Mosley speaks of the limitations created by “false aesthetics,” which he defines as misplaced or out-of-date things we learned either in school or by imitating other writers—even the past masters—too closely. No matter how great these things are or how well they worked for others, this approach to writing is not fresh and denies you your own voice. It’s a good way to get your readers to tune out.
Mosely emphasizes the importance of engaging your reader, making her care about and become invested in the characters and the plot. The same goes for an article on the Dead Sea Scrolls, a monograph on Pentateuchal composition, or even a short note on an obscure point of Akkadian lexicography or a text-critical problem in Isaiah. Even if our readers come with a pre-packaged interest in what we’re writing about, hooking them is a good way to get them to remember and assimilate what they’ve read. Mosely talks about creating a narrative voice as a key way to do this.

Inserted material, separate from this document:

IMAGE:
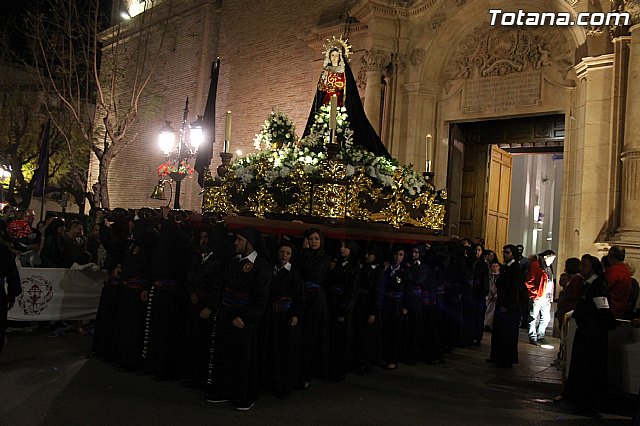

A good way to grasp the importance of voice is to think about a conversation with the most boring person you’ve ever met, and then with the most interesting person you’ve ever met. The latter could make a conversation about a postage stamp interesting and memorable. Other than narrative voice, showing your subject matter rather than telling it is also incredibly helpful.
I was also intrigued by his thoughts on dialogue. On the surface of it, this seems the least applicable to academic writing, because we don’t have characters in our prose. Ah, but wait… yes we do. Every time we represent another scholar’s views or, better yet, quote another scholar, we’re inviting voices other than our own into our prose. Often we do this without thinking about why, what we gain from allowing conversations to happen in academic prose. I haven’t fully thought this out, but my sense is there’s a lot to be gained by using quotes more deliberately, both to tap into the benefits of another voice (who perhaps worded something very elegantly) and to move our “plot” along.
A lot of these thoughts dovetail with what Joseph M. Williams, and others have to say about academic prose in this book and this one. While we in academia can’t apply the techniques used by fiction writers in the same way we can use Williams’ books (i.e., like a manual), they can help us think about our writing in a new way. I’m thinking about these things now as I write, and I hope you will, too. Let me know if you have ideas about how to apply them.